Other ways for reporting your internal state can be to use standards like SNMP (Simple Network Management Protocol) or plainly the windows Event logs An interesting option, which will let your Blogjecting Watchdog literally blog is to use a product called RSSBus. Whish is an ESB implementation that uses RSS protocol for communications. At the time I am writing this, the product is still in beta, so I haven’t used it for a serious system yet. Nevertheless, it looks like an interesting direction which I’ll consider when it is released.
Regarding the self-healing part (watchdog), self-healing is still more prevalent in hardware then in software (watchdog timers, RAID, IBM , hot spare memories, hot spare drives etc.) in a sense any solution that builds on clustering technology also has some of that built-in. The virtualization trend will also help in this sense (see discussion on utility computing in this chapter’s summary). You can already read papers that talk about self-healing web services (G. Kouadri Mostéfaoui, 2006) or see some projects that tries to look into this problem (e.g. WS-Diamond - DIAgnosability, Monitoring and Diagnosis). Nevertheless, all of them are still in the research phase and if you want something now, you will probably need to implement something by yourself. In my experience, it won’t take you too much time to have a basic watchdog up and running , but it will take you sometime until you will have it predicting and acting as an advanced warning system.

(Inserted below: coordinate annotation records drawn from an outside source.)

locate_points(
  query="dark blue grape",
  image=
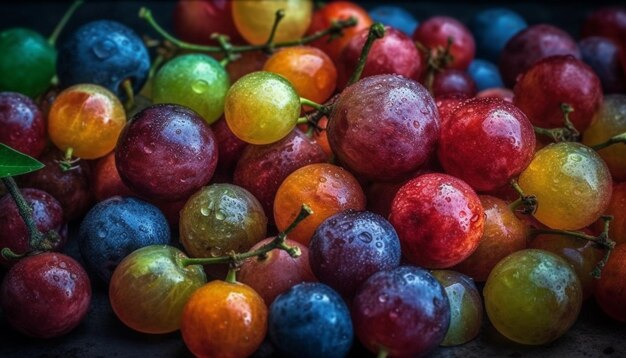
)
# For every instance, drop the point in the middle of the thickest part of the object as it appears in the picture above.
(350, 246)
(492, 28)
(310, 320)
(486, 74)
(105, 53)
(114, 228)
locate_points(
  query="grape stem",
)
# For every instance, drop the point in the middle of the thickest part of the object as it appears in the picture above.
(37, 240)
(335, 29)
(64, 20)
(620, 138)
(603, 241)
(277, 243)
(377, 31)
(568, 133)
(437, 61)
(525, 204)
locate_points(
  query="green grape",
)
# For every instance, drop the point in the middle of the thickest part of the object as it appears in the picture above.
(572, 185)
(27, 63)
(221, 218)
(532, 297)
(195, 81)
(262, 107)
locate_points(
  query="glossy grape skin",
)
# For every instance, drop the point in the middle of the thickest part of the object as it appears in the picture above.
(583, 256)
(167, 152)
(434, 32)
(561, 79)
(196, 21)
(394, 53)
(277, 271)
(114, 228)
(603, 56)
(545, 302)
(485, 74)
(439, 220)
(27, 62)
(72, 188)
(502, 139)
(87, 118)
(384, 127)
(195, 81)
(23, 126)
(311, 320)
(610, 290)
(335, 11)
(396, 17)
(451, 81)
(350, 246)
(150, 287)
(327, 189)
(261, 107)
(617, 208)
(46, 213)
(105, 53)
(609, 120)
(254, 19)
(262, 168)
(223, 319)
(493, 28)
(571, 183)
(404, 310)
(466, 307)
(45, 295)
(311, 72)
(531, 45)
(219, 218)
(503, 235)
(106, 181)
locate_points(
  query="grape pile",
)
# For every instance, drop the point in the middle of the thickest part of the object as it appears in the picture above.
(278, 178)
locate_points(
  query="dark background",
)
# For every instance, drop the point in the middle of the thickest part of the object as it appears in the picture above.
(101, 334)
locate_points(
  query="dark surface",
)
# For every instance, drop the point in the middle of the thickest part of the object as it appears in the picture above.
(101, 334)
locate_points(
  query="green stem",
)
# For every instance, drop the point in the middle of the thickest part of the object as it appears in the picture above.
(620, 138)
(377, 31)
(277, 243)
(66, 17)
(335, 28)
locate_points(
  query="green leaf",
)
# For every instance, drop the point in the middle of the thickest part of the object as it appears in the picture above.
(14, 163)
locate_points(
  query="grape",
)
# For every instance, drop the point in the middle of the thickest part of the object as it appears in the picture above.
(327, 189)
(486, 142)
(167, 152)
(114, 228)
(384, 127)
(439, 220)
(466, 307)
(221, 218)
(609, 120)
(311, 320)
(23, 126)
(404, 311)
(223, 319)
(261, 107)
(545, 302)
(87, 118)
(150, 287)
(434, 33)
(350, 246)
(254, 19)
(571, 183)
(504, 234)
(196, 81)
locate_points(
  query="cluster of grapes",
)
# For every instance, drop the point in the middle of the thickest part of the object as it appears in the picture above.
(346, 178)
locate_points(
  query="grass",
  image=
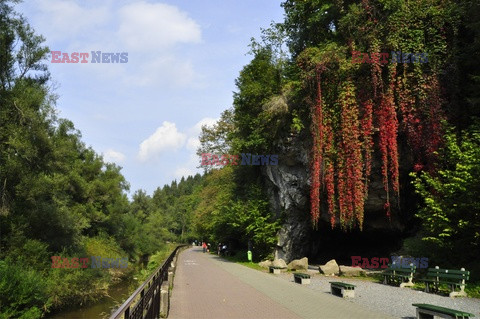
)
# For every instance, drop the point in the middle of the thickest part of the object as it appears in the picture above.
(241, 259)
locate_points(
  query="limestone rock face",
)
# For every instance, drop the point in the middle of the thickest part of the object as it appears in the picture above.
(288, 189)
(288, 192)
(299, 264)
(351, 271)
(265, 263)
(330, 268)
(279, 263)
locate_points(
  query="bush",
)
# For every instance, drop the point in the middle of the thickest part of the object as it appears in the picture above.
(451, 212)
(23, 293)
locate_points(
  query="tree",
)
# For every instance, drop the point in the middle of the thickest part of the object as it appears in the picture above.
(450, 212)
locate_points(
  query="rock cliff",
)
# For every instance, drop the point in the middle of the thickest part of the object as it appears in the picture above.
(288, 187)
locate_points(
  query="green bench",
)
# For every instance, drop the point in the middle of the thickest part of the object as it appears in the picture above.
(301, 278)
(450, 277)
(274, 270)
(342, 289)
(426, 311)
(397, 274)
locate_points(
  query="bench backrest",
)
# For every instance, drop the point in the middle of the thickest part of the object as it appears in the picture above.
(448, 273)
(399, 268)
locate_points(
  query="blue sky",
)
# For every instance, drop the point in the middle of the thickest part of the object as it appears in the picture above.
(183, 58)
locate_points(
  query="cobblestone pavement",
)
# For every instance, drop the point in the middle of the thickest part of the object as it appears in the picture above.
(206, 286)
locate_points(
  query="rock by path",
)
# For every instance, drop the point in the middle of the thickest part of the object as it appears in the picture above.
(206, 286)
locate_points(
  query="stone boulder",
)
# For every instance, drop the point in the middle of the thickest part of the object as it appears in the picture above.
(265, 263)
(279, 263)
(330, 268)
(352, 271)
(299, 264)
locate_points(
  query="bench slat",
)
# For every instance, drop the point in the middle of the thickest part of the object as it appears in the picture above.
(443, 310)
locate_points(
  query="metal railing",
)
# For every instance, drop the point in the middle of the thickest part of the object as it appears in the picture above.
(148, 295)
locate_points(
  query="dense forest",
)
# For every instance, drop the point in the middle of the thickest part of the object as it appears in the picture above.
(416, 123)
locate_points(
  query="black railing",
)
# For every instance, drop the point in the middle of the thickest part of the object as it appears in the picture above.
(144, 303)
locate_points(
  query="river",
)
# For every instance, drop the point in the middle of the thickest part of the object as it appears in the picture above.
(102, 308)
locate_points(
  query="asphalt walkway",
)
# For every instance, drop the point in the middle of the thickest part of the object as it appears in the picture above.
(206, 286)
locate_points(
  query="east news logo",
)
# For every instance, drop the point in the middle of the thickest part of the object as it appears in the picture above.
(81, 57)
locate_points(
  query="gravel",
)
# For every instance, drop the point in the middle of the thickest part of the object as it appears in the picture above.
(391, 300)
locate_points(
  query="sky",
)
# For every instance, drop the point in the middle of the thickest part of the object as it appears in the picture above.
(145, 115)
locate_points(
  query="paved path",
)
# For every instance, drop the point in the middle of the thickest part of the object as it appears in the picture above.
(206, 286)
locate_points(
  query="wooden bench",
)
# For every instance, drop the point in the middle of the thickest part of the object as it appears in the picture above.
(426, 311)
(342, 289)
(274, 270)
(301, 278)
(451, 277)
(395, 273)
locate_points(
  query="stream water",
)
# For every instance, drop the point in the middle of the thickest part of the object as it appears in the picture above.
(102, 308)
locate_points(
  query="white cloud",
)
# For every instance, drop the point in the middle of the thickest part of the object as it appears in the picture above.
(165, 138)
(60, 20)
(152, 26)
(163, 70)
(111, 155)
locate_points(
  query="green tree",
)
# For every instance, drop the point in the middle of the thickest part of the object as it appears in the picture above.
(450, 213)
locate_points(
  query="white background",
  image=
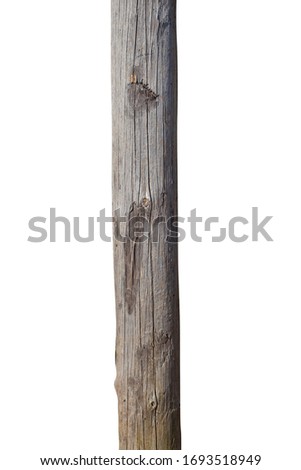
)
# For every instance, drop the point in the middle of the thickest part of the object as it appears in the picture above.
(239, 146)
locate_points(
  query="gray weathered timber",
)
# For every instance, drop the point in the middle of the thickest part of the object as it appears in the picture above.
(144, 106)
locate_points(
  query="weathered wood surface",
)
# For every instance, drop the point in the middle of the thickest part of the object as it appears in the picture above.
(145, 185)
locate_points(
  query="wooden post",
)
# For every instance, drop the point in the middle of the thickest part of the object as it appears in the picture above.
(144, 106)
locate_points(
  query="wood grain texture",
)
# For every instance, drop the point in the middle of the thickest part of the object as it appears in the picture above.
(144, 57)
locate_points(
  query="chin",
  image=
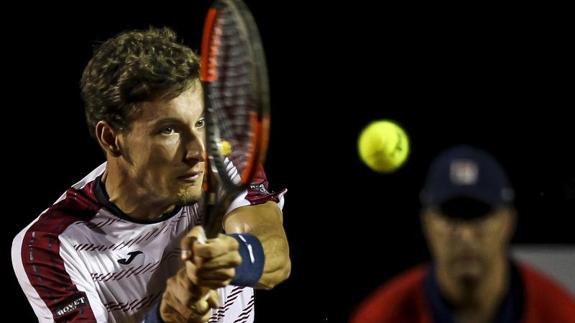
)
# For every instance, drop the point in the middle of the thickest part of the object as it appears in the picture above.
(467, 272)
(189, 195)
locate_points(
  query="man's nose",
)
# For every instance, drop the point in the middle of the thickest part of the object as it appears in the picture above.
(195, 150)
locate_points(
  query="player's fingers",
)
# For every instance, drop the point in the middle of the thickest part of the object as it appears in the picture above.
(214, 284)
(228, 260)
(215, 247)
(195, 234)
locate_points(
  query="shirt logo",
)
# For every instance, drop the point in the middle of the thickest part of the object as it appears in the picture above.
(131, 256)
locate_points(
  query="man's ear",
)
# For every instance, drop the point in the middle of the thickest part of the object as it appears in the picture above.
(108, 138)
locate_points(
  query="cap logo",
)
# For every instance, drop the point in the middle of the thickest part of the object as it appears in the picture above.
(463, 172)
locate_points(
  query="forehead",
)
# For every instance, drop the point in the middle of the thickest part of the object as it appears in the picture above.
(187, 105)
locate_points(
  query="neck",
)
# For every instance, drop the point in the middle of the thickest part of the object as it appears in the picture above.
(477, 301)
(130, 198)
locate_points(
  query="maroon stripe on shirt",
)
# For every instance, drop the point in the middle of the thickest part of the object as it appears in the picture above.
(41, 255)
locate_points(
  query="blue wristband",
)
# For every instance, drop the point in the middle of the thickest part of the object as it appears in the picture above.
(248, 273)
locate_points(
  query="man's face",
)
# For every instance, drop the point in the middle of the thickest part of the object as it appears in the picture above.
(465, 249)
(164, 151)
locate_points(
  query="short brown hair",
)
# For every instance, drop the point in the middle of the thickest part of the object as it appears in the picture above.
(133, 67)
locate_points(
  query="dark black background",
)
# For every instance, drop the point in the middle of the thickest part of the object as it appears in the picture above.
(498, 78)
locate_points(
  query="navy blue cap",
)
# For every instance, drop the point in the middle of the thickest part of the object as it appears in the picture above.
(466, 172)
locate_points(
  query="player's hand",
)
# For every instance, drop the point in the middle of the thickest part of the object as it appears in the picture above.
(210, 262)
(183, 301)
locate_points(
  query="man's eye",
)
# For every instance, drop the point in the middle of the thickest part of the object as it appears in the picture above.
(201, 123)
(167, 131)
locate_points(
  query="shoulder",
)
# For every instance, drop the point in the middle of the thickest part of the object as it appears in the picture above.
(399, 300)
(544, 298)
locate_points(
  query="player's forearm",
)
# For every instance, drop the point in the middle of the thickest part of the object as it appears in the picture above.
(265, 222)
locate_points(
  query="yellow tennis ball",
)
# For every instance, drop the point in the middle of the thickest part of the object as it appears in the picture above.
(383, 146)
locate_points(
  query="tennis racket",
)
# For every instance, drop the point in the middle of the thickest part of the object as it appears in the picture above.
(236, 98)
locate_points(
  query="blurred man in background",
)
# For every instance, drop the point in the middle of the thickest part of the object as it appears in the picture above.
(468, 219)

The Blogjecting Watchdog is an interesting pattern (and not just because of its odd name) as it can really help on the way to autonomous computing. The effect of this proactive approach is to increase the overall reliability of the service. A service which is self-healing can overcome (at least) minor problem which results in better availability overall. Additionally the monitoring aspects of the Blogjecting Watchdog also help enhance availability by notifying administrators that something is amiss (which will enable them to fix it).
Quality Attribute (level1)
Quality Attribute (level2)
Upon a failure or degraded performance, The system will alert the system admin (via SMS) within 3 minutes.
During normal operations, the system will clear all its temporary resources (e.g. files) continuously
Table 1.1 Blogjecting Watchdog pattern quality attributes scenarios. These are the architectural scenarios that can make us think about using the Blogjecting Watchdog pattern.
Once we introduce a monitor and start to collect data, we can start to find new uses for that data, for example we can use the information on incoming request to try to locate attacks on the service etc. Saved monitoring data can be used to analyze the service’s behavior over time, predict failures and thus increase its maintainability etc.